What is faster, `pd.concat([df1,df2,df3])` or a loop of `df.append()`? Explain your reasoning.

In [4]:
%%time
import random
import pandas as pd
numRows=10000

df = pd.DataFrame(columns=["age","gender"])
for _ in range(numRows):
    df2=pd.DataFrame(data={'age': [random.randint(0,120)], 'gender': [random.choice(["M","F"])]})
    df=df.append(df2)
df.head()

CPU times: user 13.2 s, sys: 226 ms, total: 13.5 s
Wall time: 13.2 s


Unnamed: 0,age,gender
0,1,F
0,112,M
0,107,M
0,37,F
0,72,F


In [5]:
%%time
import random
numRows=10000
resultArr = []
for _ in range(numRows):
    df2=pd.DataFrame(data={'age': [random.randint(0,120)], 'gender': [random.choice(["M","F"])]})
    resultArr.append(df2)

df=pd.concat(resultArr)
df.head()

CPU times: user 5.49 s, sys: 370 ms, total: 5.86 s
Wall time: 5.59 s


Unnamed: 0,age,gender
0,106,F
0,29,F
0,80,F
0,34,F
0,29,M


## A3. 
From the above example it can be seen that for that case `pd.concat` is quicker than `df.append`. `df.append` is just one case of `pd.concat` which is `(axis=0, join='outer')`. The functionality `df.append` is not only less general way of concatinating but is also slow which is why it's being deprecated by `pandas` as well.

ref: 
- https://pandas.pydata.org/docs/whatsnew/v1.4.0.html#whatsnew-140-deprecations-frame-series-append
- https://github.com/pandas-dev/pandas/issues/41828. 

---

## Q4:

Compare the purposes of 1,2, and 3:

    Flask/Django/Others

    apache2/nginx

    gunicorn/other WSGI

## A4.
1. *Flask/Django/Others*: Flask, django, Fast API and others are python modules which makes it easy to create APIs and web-browsers (web-framework).
2. *apache2/nginx*: These are just gateway which stands between the backend and the internet.
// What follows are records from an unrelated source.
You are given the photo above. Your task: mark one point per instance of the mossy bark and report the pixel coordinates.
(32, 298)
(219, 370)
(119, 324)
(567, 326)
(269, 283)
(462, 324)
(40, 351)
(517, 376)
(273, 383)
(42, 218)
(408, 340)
Its a webserver which is also used as reverse proxy which distributes traffic to multiple backend servers.
3. *gunicorn/other WSGI*: WSGI or Gunicorn is the layer in between the web server and the backend, its a specification that describes the communication between web server and web applications, and how web applications can be chained together to process one request. 

---

## Q5:

You are writing a program that scrapes text from a long list of websites. How would you apply parallelism to speed up the scraping task?

## A5.
I will just use different threads to scrapre different websites because order in which the websites are scraped does not matter I can use an executor pool and create an thread to scrape each website.

---

## Q6:

You are writing a python3 program. When should you use Docker and when should you use venv?

## A6.
venv only encapsulates python dependencies whereas docker encapsulates the entire OS. For simple application or local deployment venv is suitable whereas for more complex application where there are major OS dependencies docker is prefered.